President Obama has been facing some backlash since his comments yesterday, in which he said he was confident that “an unelected group of people” would not make the unprecedented decision to overturn his health care law. On Tuesday, a federal appeals court challenged the Justice Department, asking whether the Obama administration believes the courts have the power to strike down federal law.
According to a CBS News report, “the panel ordered the Justice Department to submit a three-page, single-spaced letter by noon Thursday addressing whether the Executive Branch believes courts have such power.” The move comes from a three-judge panel of the U.S. Court of Appeals for the 5th Circuit. The issue arose “when a lawyer for the Justice Department began arguing before the judges.” From CBS News:
Appeals Court Judge Jerry Smith immediately interrupted, asking if DOJ agreed that the judiciary could strike down an unconstitutional law.

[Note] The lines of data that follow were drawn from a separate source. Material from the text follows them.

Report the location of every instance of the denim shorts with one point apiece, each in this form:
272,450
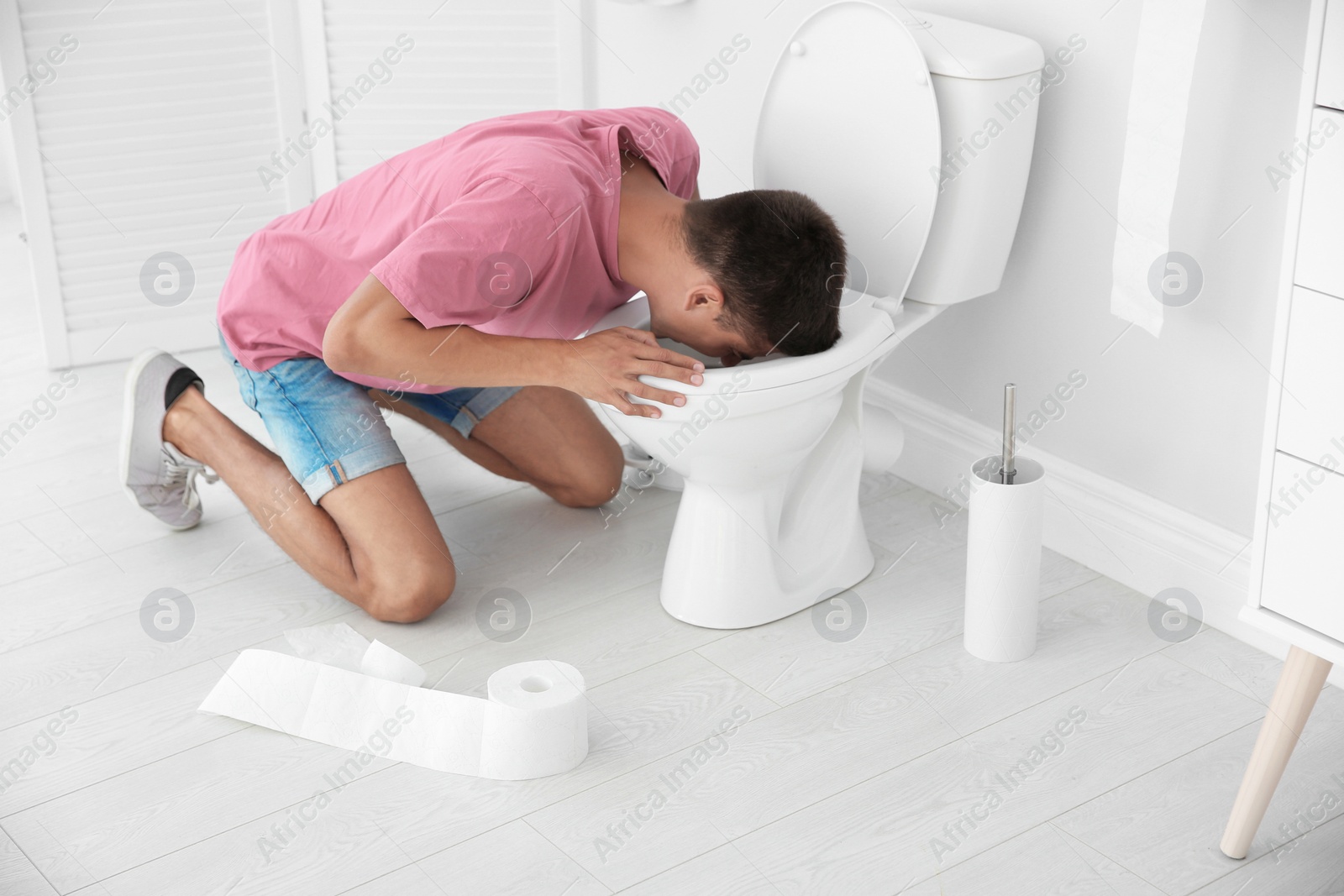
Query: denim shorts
327,429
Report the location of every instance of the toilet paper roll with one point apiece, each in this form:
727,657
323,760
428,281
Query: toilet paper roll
1003,560
531,723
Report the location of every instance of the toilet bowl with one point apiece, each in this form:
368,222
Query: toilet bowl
770,452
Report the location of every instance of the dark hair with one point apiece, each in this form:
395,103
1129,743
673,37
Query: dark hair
780,261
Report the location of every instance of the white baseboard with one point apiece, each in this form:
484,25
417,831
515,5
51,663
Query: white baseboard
1100,523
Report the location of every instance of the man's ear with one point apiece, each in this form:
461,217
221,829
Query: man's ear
705,296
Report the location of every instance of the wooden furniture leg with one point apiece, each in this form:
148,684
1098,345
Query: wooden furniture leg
1299,687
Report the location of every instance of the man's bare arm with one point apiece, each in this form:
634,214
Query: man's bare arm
374,335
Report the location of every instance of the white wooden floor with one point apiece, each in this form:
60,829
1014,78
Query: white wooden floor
853,761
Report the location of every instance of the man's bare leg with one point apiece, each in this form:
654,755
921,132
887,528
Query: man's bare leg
371,540
543,436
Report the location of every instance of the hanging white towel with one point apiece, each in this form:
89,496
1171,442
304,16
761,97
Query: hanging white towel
1159,100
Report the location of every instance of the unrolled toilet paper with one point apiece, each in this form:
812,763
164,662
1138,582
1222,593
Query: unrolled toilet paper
1155,134
343,691
1003,560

The DOJ lawyer, Dana Lydia Kaersvang, answered yes — and mentioned Marbury v. Madison, the landmark case that firmly established the principle of judicial review more than 200 years ago, according to the lawyer in the courtroom.
Smith then became “very stern,” the source said, telling the lawyers arguing the case it was not clear to “many of us” whether the president believes such a right exists. The other two judges on the panel, Emilio Garza and Leslie Southwick–both Republican appointees–remained silent, the source said.
Smith “went on to say that comments from the president and others in the Executive Branch indicate they believe judges don’t have the power to review laws and strike those that are unconstitutional.”